By the way....here's the rundown of the controversy. BTW....at the time PSY was a soldier in the South Korean Military.
In 2002, PSY participated in an anti-American concert after a U.S. military convoy struck and killed two 14-year-old South Korean schoolgirls during the Yangju highway incident. The soldiers involved in the incident were acquitted by U.S. military courts,[78] which fueled a significant amount of anti-American sentiment in South Korea. During his performance, PSY lifted up a model of an M2 Bradley IFV and smashed it against the stage.[79][80]

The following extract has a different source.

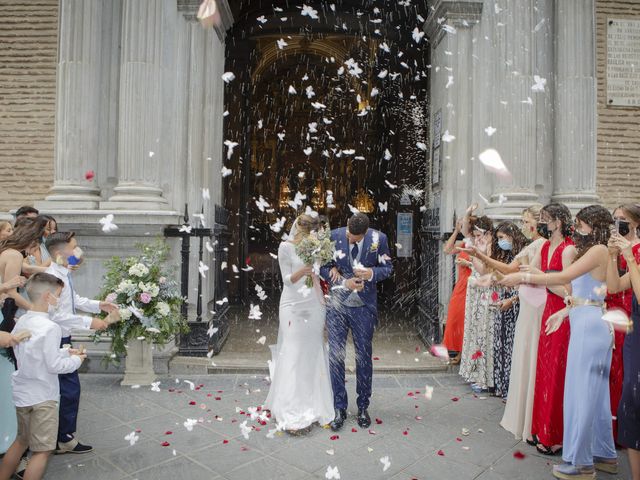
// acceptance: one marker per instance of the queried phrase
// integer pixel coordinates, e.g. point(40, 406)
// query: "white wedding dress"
point(300, 392)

In 2004, the South Korean translator and Christian missionary Kim Sun-il was kidnapped and beheaded in Iraq after the South Korean government refused to reconsider sending its armed forces to support the Iraq War. Although initial protests were only directed towards the South Korean government and towards extremists in Iraq, anti-U.S. military protesters decided to seize the moment to trigger a much larger wave of anti-Americanism. During a concert, PSY admonished the Iraqi kidnappers, condemned South Korea's former president Roh Mu-hyun, and also sang along to lyrics of the song "Dear American" by South Korean rock band N.EX.T, who composed it to condemn the United States and its military for its role in the Iraq war.[81] Some of the anti-American lyrics sung by PSY included the following verses: "Kill those fucking Yankees who have been torturing Iraqi captives and those who ordered them to torture," and "Kill [the Yankees'] daughters, mothers, daughters-in-law and fathers / Kill them all slowly and painfully."[82][83] Although PSY's actions did not receive any significant international media coverage at that time, this changed after the media reported about it in early December 2012. On December 7, 2012, PSY issued an apology directed towards members of the U.S. military and to the American people for his "inflammatory and inappropriate" language, and expressed hope that the American public will accept his apology.[84]
Despite initial public outrage, White House spokesman Josh Earnest told the media that U.S. President Barack Obama and First Lady Michelle Obama will attend PSY's performance at the Christmas in Washington charity concert as planned.[85] Other commentators defended PSY for his past actions, including The Guardian's American columnist Glenn Greenwald, who pointed out that PSY's scandal had generated much more public outrage and controversy as compared to the U.S. military's policy of identifying children under the influence of the Taliban in Afghanistan as a "potential threat", even though news reports of both incidents were published on the same day.[86] Although CNN's Jareen Imam noted that PSY's scandal might lead to the "end of Gangnam Style mania",[87] Time magazine's Nick Carbone asserted that it is "unlikely that these newly dug-up anecdotes will depose PSY from his king-like level of stardom".[88]